Further analysis might be needed: Adding confidence intervals around the mean could provide insight into the statistical significance of the differences in means between genders.
Conclusion
In summary, the comprehensive analysis of Singapore students’ performance across mathematics, science, and reading has provided several key insights:
Mathematics stands out as a strong subject for Singaporean students, boasting the highest maximum score and a broader range of high achievers. This strength suggests a focus on numerical and scientific reasoning skills.
Reading exhibits a wider range of abilities, with a lower minimum score, indicating a need for continued emphasis on literacy to address lower performance and greater variability.
The density plot reinforces these findings, highlighting mathematics as a standout subject with a higher peak and greater spread. In contrast, science and reading show similar performance levels but with fewer high scorers.
The heatmap analysis reveals that some schools consistently maintain similar scores across subjects, while others exhibit trends of higher science and mathematics scores with comparatively lower reading scores.
Gender-based analysis indicates that males tend to perform better in mathematics and science, while females excel in reading.
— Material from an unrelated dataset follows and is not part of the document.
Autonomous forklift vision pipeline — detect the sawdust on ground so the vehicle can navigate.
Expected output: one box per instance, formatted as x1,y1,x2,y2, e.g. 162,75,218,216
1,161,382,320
These differences are reflected in the interquartile ranges, indicating greater variability in student performance among males.
The Index of Economic, Social, Cultural Status (ESCS) analysis shows a consistent upward trend in scores as ESCS increases, despite the presence of outliers within each bin. The widening interquartile range suggests increasing variability in student performance as the socio-economic status rises.
Further analysis, including confidence intervals, and other statistical testings such as correlation, ANOVA test may be beneficial to assess the statistical significance of these findings.